Frage: "Sind Sie ein bisschen enttäuscht, dass Heikki am Start Massa nicht schnappen konnte?"
Haug: "Er war knapp dran, aber in der zweiten Ecke hat es nicht mehr ganz gereicht. Er war daneben. Mit einem Harakirimanöver wäre es vielleicht gegangen, aber das hätte bestimmt auf dem Kerb geendet."

Frage: "Sie haben die Führung in der Fahrer-WM ausgebaut..."
Haug: "Das hat schon ein Stück gegeben heute. Dass Piquet heute Massa zwei Punkte abnimmt, hätte sicherlich auch keiner geglaubt. Auch Nick (Heidfeld; Anm. d. Red.) ist rangekommen. Er ist zehn Punkte hinter Räikkönen - das sah auch schon mal anders aus."

Überraschendes Resultat

"Nick ist ein sehr starkes Rennen gefahren, herzlichen Glückwunsch! Irgendwann zu Rennmitte ging er plötzlich ab, er fuhr dann auch die schnellste Rennrunde. Das hat mir sehr gefallen, weil er gestern nach dem zwölften Platz sicherlich ein bisschen down war. Auf dieses Resultat hätte keiner getippt - auf Lewis als Sieger schon, aber Piquet und Heidfeld nicht. Sie wären ohne Safety-Car-Phase nicht so weit gekommen, aber die Gelegenheit muss man auch nutzen, daher haben sie diese Plätze auch verdient."

"Da sieht man erst einmal, was Speed ist." Norbert Haug

Frage: "Was ging ihnen durch den Kopf, als Timo Glock in die Boxenmauer einschlug?"
Haug: "Ich hatte nicht die Angst, dass er sich sehr weh getan haben könnte, denn man kennt die Autos. Es war aber ein sehr heftiger Aufprall. Es sah so aus, als sei hinten rechts was gebrochen. Ich denke nicht, dass es seine Schuld war - so sah es nicht aus. Ich denke, das war mit ordentlich Schmackes, wie er da hinten reingefahren ist. Da sieht man erst einmal, was Speed ist und wie schnell die Autos doch unterwegs sind."
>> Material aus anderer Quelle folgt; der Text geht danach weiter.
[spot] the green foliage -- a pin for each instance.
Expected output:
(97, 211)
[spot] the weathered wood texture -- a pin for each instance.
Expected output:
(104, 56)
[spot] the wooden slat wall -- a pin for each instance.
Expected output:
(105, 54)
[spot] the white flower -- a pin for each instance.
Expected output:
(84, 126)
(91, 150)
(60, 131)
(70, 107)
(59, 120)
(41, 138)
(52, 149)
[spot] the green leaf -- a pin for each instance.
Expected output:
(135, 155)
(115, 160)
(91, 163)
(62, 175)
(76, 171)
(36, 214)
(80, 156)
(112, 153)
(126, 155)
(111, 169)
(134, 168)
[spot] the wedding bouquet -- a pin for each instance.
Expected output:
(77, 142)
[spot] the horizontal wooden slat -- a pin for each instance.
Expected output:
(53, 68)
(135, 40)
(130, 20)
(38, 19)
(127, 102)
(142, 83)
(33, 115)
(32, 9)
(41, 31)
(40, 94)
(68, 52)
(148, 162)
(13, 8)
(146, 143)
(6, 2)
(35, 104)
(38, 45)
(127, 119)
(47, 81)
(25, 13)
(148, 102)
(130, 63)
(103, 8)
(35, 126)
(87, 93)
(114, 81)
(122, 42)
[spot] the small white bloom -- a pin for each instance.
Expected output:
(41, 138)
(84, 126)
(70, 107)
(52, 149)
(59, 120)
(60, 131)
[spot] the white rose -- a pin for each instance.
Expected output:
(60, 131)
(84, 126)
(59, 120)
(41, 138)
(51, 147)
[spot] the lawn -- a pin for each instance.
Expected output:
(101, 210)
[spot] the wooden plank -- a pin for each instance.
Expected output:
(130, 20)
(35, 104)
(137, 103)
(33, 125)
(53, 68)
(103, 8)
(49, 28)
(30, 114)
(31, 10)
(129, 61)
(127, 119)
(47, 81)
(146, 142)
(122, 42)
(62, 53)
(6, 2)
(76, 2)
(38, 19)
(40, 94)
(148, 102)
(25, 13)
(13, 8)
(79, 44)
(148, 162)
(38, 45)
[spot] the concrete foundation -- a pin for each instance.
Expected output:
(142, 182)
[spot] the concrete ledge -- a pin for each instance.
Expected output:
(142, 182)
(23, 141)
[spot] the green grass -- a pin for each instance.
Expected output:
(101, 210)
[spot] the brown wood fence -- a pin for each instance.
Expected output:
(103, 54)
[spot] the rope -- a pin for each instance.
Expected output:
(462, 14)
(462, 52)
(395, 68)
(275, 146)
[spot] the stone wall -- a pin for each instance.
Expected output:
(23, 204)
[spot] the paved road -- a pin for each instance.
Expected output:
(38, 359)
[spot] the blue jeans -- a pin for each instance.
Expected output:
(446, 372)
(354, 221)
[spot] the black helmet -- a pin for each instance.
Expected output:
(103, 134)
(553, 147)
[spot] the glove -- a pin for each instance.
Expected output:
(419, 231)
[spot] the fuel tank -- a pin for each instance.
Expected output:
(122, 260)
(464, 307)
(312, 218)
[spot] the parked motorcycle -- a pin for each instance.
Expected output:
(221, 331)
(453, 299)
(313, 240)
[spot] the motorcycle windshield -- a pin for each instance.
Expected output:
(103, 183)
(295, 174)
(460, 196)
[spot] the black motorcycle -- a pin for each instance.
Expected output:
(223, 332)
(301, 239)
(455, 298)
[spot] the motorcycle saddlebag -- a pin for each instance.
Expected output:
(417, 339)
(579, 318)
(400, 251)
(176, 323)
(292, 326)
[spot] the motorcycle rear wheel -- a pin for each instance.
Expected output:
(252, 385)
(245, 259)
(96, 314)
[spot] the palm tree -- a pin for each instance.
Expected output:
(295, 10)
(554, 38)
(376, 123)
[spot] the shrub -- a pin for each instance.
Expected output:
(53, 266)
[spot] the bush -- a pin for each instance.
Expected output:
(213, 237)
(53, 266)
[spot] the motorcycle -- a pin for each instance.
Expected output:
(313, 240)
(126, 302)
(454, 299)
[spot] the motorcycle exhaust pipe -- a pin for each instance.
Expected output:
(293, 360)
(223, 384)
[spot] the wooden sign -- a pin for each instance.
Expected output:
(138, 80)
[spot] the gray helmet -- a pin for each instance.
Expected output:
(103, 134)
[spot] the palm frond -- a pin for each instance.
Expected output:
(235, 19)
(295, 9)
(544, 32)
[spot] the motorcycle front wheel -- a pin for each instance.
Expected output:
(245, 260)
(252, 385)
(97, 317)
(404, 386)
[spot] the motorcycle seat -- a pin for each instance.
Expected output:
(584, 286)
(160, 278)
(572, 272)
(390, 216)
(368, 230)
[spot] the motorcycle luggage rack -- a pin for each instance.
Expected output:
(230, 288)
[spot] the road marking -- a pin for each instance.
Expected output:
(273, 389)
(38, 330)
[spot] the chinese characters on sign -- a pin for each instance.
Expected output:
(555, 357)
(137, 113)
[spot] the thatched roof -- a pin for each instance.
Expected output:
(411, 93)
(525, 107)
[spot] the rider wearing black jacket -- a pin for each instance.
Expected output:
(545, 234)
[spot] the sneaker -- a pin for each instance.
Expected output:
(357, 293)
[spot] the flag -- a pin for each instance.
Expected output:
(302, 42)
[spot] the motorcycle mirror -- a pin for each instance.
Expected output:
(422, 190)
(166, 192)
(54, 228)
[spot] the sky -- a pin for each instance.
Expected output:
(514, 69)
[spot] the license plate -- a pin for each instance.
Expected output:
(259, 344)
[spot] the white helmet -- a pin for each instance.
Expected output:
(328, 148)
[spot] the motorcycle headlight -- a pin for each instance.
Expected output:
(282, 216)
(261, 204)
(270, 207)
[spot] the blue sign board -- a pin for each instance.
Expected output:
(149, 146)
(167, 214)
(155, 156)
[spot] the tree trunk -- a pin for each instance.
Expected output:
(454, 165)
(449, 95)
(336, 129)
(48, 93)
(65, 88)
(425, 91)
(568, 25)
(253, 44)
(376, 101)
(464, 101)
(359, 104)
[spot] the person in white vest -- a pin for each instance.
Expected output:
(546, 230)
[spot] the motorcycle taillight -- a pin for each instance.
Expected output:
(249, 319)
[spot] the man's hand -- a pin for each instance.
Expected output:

Frage: "Lewis führt nach zwei Siegen hintereinander in der Fahrer-WM. Er hat als erster Fahrer zwei Rennen hintereinander gewonnen. Ist das eine deutliche Tendenz?"
Haug: "Ich hoffe mal! Wir hatten mehr Potenzial, als wir Punkte haben, wenn wir an Kanada denken und an Magny-Cours, um nur zwei zu nennen. Dann gab es Sachen wie Rückversetzungen oder den Auffahrunfall am Start in Bahrain. Trotzdem noch vier von zehn Rennen zu gewinnen, spricht auch eine deutliche Sprache. Und der Sieg in Kanada war auch greifbar ohne den Fehler, ohne dass ich BMW etwas wegnehmen möchte. Unser Potenzial war größer, besser."

"Jetzt kommt Ungarn. Dort hat Lewis im Vorjahr gewonnen, dort sollten wir ganz gut aufgestellt sein. Aber ich halte es nach wie vor nicht mit Siegesprognosen. Ich würde Ferrari oder BMW oder wen auch immer aber nicht unterschätzen. Auch ein Safety-Car kann immer für Überraschungen sorgen, wie man heute gesehen hat."